What is Palliative Care?

According to James Cleary, MD, past president of the American Academy of Hospice and Palliative Medicine: “Many of us would only associate palliative care with care of the imminently dying.” However, he notes: “It is much, much more than this. A patient’s journey with a disease starts from the point of diagnosis, and we need to support him or her through this process.”*

This is a large and long-term undertaking. Today’s medical advances enable millions of Americans, such as those living with chronic diseases and conditions such as diabetes, cancer, heart disease, and COPD, to live longer than ever before. These are the very patients who often frequent hospitals and emergency rooms and can be the most costly to the health care system as well as be in the most distress living with often complex co-morbidities. Though, to date, like hospice, a focus in palliative care has been on cancer patients and their needs, a non-disease-specific focus on longer term quality of care can provide a bridge linking many of today’s most needy chronic disease patients to hospice as the last piece in an expected continuum of care.

More daunting still, however, again as in hospice, there is no packaged program for palliative care service delivery.
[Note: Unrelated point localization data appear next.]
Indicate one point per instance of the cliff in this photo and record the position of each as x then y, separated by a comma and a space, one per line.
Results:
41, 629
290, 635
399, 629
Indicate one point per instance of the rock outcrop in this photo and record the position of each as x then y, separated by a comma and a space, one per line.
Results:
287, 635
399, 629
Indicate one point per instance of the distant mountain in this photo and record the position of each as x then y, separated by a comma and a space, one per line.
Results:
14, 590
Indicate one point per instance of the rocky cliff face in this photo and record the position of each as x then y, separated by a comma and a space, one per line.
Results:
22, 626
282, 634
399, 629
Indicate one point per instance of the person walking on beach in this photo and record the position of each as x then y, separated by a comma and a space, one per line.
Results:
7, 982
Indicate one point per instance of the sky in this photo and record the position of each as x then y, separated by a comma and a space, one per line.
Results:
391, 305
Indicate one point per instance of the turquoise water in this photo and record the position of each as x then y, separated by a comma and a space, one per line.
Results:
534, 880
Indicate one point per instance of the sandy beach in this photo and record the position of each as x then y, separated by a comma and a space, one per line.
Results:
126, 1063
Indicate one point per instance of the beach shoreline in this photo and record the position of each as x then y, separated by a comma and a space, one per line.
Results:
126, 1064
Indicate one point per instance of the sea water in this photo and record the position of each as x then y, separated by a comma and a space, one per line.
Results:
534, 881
Rather, a very wide range of tools and care services must be very specifically targeted for each patient’s needs. These needs can range from pain management, nausea relief, depression counseling, and a real desire to learn self management skills. Both conventional and new measures, such as telepalliative interventions, are necessary for delivering comprehensive palliative care.

*cited in Bergin, M., “Palliative Care more than for end of life,” Wisconsin State Journal, Oct. 16, 2003.